This painting is a copy of the central section of a portrait painted by Joshua Reynolds and exhibited at the Royal Academy in 1784.
Joshua Reynolds first painted Fox in 1762, when Fox was just 13. The portrait, now in a private collection, shows Fox in the garden of Holland House with his cousin, Lady Susan Fox, and aunt, Lady Sarah Bunbury. Fox was painted by Reynolds again in 1764-65, shortly after leaving Eton College (Eton College collection).
Reynolds’ original version of this work was commissioned in 1781-82, as a gift for Fox’s supporter John Crewe, First Baron Crewe. Crewe later presented it to Thomas Coke, first Earl of Leicester. Today it remains in the collection at Holkham Hall, Norfolk, the country seat of the Earls of Leicester.
In common with Fox, the painter Reynolds was not able to count King George III as an admirer. The King was probably referring to the Holkham Hall painting when he wrote to fencing master Henry Angelo: ‘Yes - yes, very like, very like. Sir Joshua’s picture is finely painted - a fine specimen of art; - but Gillray is the better limner. Nobody hits off Mr Fox like him...’

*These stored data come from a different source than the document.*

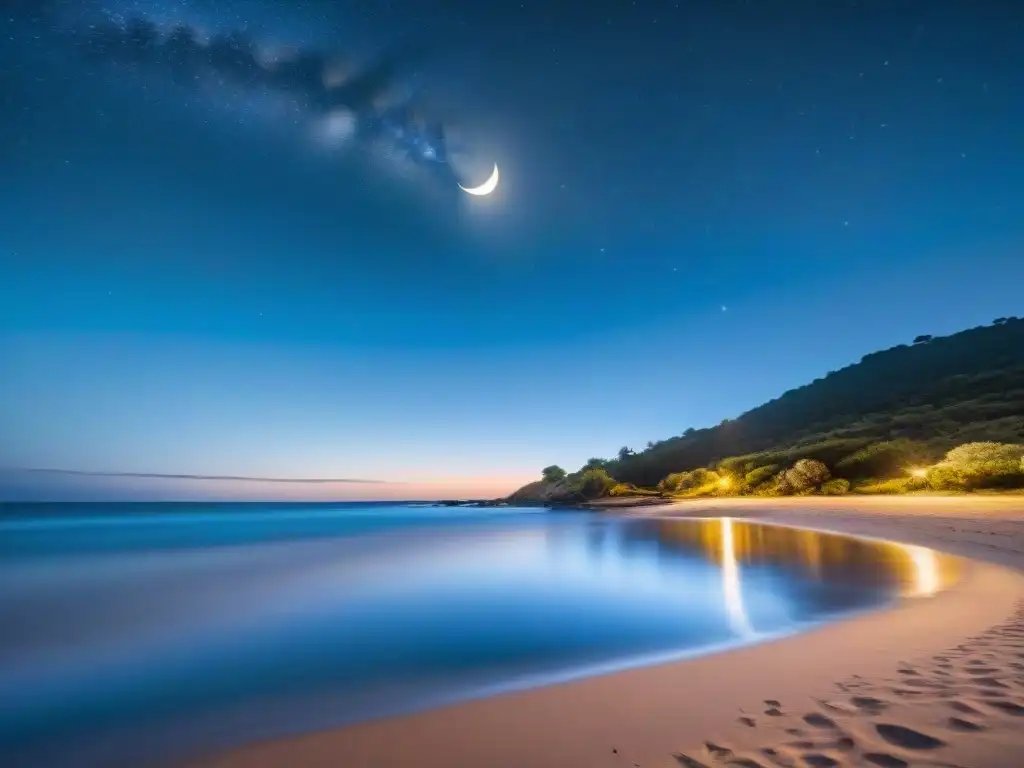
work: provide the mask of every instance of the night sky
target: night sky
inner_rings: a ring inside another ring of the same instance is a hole
[[[139,23],[319,68],[100,44]],[[7,498],[498,494],[1024,309],[1019,0],[7,0],[0,43]],[[450,162],[334,130],[320,65],[392,59]]]

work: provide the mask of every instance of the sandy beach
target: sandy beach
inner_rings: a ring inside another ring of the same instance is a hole
[[[253,744],[196,766],[1024,764],[1024,497],[730,499],[763,519],[970,558],[959,583],[787,639]]]

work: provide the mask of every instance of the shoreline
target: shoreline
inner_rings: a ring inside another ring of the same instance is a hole
[[[716,499],[624,513],[760,519],[970,560],[960,583],[934,597],[784,639],[254,743],[189,764],[1019,765],[1020,497]]]

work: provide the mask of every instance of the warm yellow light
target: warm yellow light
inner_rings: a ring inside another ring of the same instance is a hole
[[[920,597],[934,595],[942,583],[939,559],[935,556],[935,551],[909,544],[905,545],[905,548],[914,564],[914,593]]]
[[[910,475],[911,477],[928,477],[928,470],[918,467],[917,469],[910,470]]]
[[[743,593],[740,590],[740,566],[736,559],[736,538],[733,534],[732,520],[721,519],[722,524],[722,590],[725,596],[725,610],[729,615],[729,624],[734,634],[749,637],[754,634],[743,604]]]
[[[728,477],[723,477],[721,480],[718,481],[718,484],[723,488],[728,488],[730,485],[732,485],[732,480],[730,480]]]

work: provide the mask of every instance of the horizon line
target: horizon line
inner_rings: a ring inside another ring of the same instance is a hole
[[[350,483],[360,485],[402,485],[401,481],[368,480],[353,477],[256,477],[250,475],[193,475],[172,474],[163,472],[99,472],[85,469],[54,469],[50,467],[9,467],[5,471],[28,472],[49,475],[74,475],[77,477],[141,477],[162,480],[213,480],[213,481],[245,481],[254,483],[287,483],[301,485],[328,483]]]

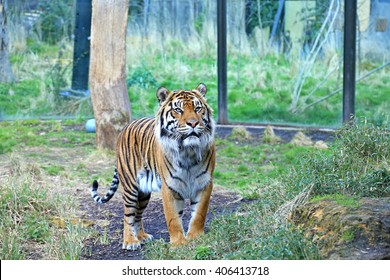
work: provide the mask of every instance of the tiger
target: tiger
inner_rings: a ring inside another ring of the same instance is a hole
[[[172,245],[204,234],[216,161],[215,123],[206,92],[203,83],[194,90],[158,88],[155,117],[131,122],[118,136],[116,169],[104,197],[97,193],[98,182],[93,182],[91,196],[97,203],[108,202],[121,186],[123,249],[137,250],[153,240],[142,222],[152,192],[161,192]],[[185,233],[182,215],[186,199],[191,218]]]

Joshua Reynolds was the dominant artistic personality during the age of George III. He was born in Plympton, Devon. From 1750 to 1752 he studied the work of the Old Masters in Rome. Reynolds returned via Florence and Paris, and settled in London in 1753. In 1759 he painted a portrait of the future king, George, Prince of Wales (Royal Collection). After George’s accession the following year, Reynolds was dismayed to learn that Allan Ramsay had been made Principal Painter to the King. This marked the beginning of increasing hostility between Reynolds and the King. Nonetheless, by 1760 Reynolds had established himself as the leading portraitist. He became President of the Royal Academy in 1768 and was knighted the following year.